What now? Le Conte and his colleagues posit that coevolution by natural selection has been hindered by apicultural practices that remove the mite, and consequently remove selective pressures. Marla Spivak of the University of Minnesota calls it a co-evolutionary arms race with pathogens serving as selective pressures, allowing for survival traits to emerge. But Spivak, like Le Conte, asks people to take the pattern, not the product. They offer insight, not beehives.
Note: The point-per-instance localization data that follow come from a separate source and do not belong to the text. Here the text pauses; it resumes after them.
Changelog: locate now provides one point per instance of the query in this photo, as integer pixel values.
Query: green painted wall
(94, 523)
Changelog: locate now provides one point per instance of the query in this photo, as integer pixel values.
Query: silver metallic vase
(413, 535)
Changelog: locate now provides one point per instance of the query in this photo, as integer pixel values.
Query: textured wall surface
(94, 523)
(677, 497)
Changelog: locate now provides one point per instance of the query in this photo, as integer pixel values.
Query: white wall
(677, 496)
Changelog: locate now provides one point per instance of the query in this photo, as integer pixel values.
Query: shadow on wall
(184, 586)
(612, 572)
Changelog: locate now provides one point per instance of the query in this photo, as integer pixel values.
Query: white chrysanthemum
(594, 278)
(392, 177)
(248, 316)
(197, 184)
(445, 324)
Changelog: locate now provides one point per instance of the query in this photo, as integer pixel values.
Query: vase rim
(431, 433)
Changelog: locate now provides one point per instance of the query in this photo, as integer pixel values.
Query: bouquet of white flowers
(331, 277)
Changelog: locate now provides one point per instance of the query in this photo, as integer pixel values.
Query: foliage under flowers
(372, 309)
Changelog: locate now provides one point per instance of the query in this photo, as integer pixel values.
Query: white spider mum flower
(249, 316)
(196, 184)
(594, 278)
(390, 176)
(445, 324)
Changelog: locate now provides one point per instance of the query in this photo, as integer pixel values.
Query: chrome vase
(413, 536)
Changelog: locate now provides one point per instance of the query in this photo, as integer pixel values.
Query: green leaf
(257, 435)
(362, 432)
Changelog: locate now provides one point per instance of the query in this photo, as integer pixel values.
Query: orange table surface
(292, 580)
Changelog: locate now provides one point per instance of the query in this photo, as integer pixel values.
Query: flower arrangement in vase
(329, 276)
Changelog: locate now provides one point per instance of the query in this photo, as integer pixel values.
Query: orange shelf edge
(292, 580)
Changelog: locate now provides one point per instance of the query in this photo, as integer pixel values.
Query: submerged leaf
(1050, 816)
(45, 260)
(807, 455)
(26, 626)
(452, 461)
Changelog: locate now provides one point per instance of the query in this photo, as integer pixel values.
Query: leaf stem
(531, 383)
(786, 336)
“I think that the scientific community is now convinced that selecting for resistance is possible – which is very exciting to me,” said Le Conte. “The idea is to find tools. They can be genetic markers, they can be physiological markers, pheromones or kairomones. And these tools could tell you whether to select a colony as a breeder.”

There is a lot to be said for this international band of collaborators as contributors to this quest. Robinson said that Le Conte has “significantly advanced the field of bee biology.” Winston said that the INRA lab is “certainly one of the top honey bee research groups in the world, perhaps the best in Europe in combining basic and applied research. Yves has a wonderful sensibility recognizing the importance of bees for the environment, and seamlessly crosses the boundary between research and the beekeeping community.”

Ellis, who spent a sabbatical at the lab, said of Le Conte, “I’ve never worked in a lab with such a great esprit de corps. Every day when we went to work, he greeted each person personally and would reply to inquiries as to how he was doing: ‘Impeccable’. Nobody I’ve ever met can create that environment like Yves – supportive and holding to a very high standard. His strong suit is that he is wonderful at collaborating and giving others credit. He’s gotten to the top of this field not by stepping on others but by bringing as many people with him as possible. He is the master of collaborative work; it is the only way to handle a lot of complex problems”

Traynor also celebrated working with the “close-knit team.” Downy recalls the camaraderie of a daily stroll with the lab group through the orchard to lunch: “It sounds simple, but the differences that stick most in my mind are the lifestyle and cultural ones. Yves is generous and cheerful – an ambassador of bees, of joie de vivre, of family life and of course science!”

Le Conte is not ready to announce the coup de grâce to Varroa, or to Nosema either. “The bees themselves found the solutions. To me it was natural selection. We have some explanations, but we don’t have all of them. We are really interested to see more of what happens.”

His hope is that Varroa will go the way of tracheal mite as just a beekeeping nightmare from the past. “I am not the only lab working on this,” he said. “There are many. All together we can do this.”